# Gulastra Plume in Thoroughbreds?



## NdAppy (Apr 8, 2009)

Gulastra Plume is in Thoroughbreds. My first reaction on a young horse is baby flaxen that has not grown out yet.


----------



## franknbeans (Jun 7, 2007)

I does happen in TB's-at least according to Google…..complete with pics. Is this horses mane light too? You cannot see it in the picture. I am not convinced that this is one…..but I am no expert for sure. I just have a horse who has one, and he is a cross-PMU rescue.


----------



## franknbeans (Jun 7, 2007)

Actually, Donatello was a famous TB with Gulastra Plume. If you google him, you will clearly see his tail.


----------



## Yogiwick (Sep 30, 2013)

Not a great pic. Hard to say. Assuming the parents are not grey.

It could be baby flaxen or the plume but would want to see a better picture (without someone holding it, more like the other example)


----------



## dbarabians (May 21, 2011)

does the light hair fade into dark before you see the roots?
I am convinced one of my yearlings has Gulastra Plume in her tail.

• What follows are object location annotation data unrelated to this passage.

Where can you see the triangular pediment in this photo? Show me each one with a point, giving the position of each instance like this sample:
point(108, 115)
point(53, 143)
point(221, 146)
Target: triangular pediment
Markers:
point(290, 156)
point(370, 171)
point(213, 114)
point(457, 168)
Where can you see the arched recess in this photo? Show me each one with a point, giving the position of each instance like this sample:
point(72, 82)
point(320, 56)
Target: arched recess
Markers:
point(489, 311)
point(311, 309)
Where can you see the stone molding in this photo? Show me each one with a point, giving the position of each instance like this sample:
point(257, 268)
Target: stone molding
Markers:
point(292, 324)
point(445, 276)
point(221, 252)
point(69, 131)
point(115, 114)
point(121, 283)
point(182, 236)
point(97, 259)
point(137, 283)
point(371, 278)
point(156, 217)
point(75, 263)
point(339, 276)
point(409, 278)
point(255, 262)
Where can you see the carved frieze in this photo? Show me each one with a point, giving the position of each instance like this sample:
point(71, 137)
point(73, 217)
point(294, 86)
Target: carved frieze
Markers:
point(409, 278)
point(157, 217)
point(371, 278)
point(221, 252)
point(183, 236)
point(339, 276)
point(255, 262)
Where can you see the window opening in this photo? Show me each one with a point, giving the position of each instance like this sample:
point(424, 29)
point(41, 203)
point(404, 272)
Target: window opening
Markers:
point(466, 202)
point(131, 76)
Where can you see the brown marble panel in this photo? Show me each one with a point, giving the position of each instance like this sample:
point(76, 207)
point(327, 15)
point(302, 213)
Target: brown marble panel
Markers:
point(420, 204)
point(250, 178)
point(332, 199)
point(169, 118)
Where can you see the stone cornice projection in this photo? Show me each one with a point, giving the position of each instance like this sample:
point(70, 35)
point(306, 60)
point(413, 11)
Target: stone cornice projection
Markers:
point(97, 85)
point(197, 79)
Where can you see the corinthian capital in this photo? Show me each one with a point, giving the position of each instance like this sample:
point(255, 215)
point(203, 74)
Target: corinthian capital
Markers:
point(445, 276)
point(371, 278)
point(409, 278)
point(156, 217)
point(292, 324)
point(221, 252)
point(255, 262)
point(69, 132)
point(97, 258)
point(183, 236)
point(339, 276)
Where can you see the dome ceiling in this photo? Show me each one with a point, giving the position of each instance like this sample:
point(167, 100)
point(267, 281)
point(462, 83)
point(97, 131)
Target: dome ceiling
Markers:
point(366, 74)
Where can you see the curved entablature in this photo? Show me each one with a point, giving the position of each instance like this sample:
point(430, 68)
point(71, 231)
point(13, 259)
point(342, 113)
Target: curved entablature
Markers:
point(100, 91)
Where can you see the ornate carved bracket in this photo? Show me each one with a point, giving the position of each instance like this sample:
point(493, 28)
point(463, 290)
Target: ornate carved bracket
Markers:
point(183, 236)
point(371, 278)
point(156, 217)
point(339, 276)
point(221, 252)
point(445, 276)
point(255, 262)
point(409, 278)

She is black and her blonde extends to her roots. She is 18 months old and the blonde is more prominent now than when she was younger.
You can see her tail on my facebook page dbarabians.


----------



## dbarabians (May 21, 2011)

Franknbeans I have said this before and will say it again I like your boy! Shalom


----------



## Mythilus (Aug 16, 2010)

She isn't a baby any more, she is a 4 year old. The grey/blonde/pale colour extends to the root of the hairs. Sire is bay and mum was chestnut. No grey that I can tell through the bloodlines.


----------



## franknbeans (Jun 7, 2007)

Thanks Donald!


----------



## dbarabians (May 21, 2011)

Mythilus said:


> She isn't a baby any more, she is a 4 year old. The grey/blonde/pale colour extends to the root of the hairs. Sire is bay and mum was chestnut. No grey that I can tell through the bloodlines.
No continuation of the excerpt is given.